If you are already using Google for your business email, then the Google/Postini match is ideal in regards to bandwidth utilization. All the mail is at Google anyway. But, companies with their own email systems cannot afford the Internet costs for shipping that much mail to Google for processing.
These reasons make sense. Therefore, while I believe that the Google/Postini marriage helps the viability of Google Mail, I do not see enterprise customers willingly handing over their precious internal email to a third party. So, I have to wonder if all of this acquisition activity is being driven by investors in love with the outsourced business model -- not the enterprise customer.
Below is some of the examples of the recent activity reported in High Contrast:
- Symantec bought
- Veritas (July 2005), which bought KVS, an email archiving and discovery company. (Aug 2004) KVS’s technology has been packaged into managed service offerings since 2004 by companies such as AT&T.

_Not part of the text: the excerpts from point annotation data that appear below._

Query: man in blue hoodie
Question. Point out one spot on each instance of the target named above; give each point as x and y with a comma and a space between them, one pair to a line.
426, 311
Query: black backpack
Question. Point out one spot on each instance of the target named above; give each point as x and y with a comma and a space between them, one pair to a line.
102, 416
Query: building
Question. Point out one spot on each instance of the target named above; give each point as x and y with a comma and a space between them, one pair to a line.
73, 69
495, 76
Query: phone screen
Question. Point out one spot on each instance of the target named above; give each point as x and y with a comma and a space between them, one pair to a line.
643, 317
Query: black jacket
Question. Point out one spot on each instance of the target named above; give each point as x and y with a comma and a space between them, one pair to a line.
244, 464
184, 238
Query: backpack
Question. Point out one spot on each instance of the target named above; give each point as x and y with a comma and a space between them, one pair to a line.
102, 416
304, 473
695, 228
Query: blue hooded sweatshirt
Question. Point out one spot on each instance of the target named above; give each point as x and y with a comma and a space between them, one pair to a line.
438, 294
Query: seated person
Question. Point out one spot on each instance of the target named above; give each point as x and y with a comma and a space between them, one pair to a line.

- IMLogic, an IM security/archiving company (Jan 2006)
- Iron Mountain, once a boxes-on-trucks-and-in-caves company, bought online backup player Connected (Oct 2004), put its leadership team in charge of Iron Mountain Digital and set out to create the most scalable outsourced digital content discovery and archiving platform.
- Autonomy, one of the key players in enterprise search, bought discovery and archiving vendor Zantaz last week for $375M, which in turn had bought hosted e-discovery vendor Steelpoint. (Aug 2004)
- Yesterday Google announced it will acquire Postini for $625M, a hosted content discovery, security and archiving player.
- Even Tumbleweed wants to buy a hosted email archiving vendor.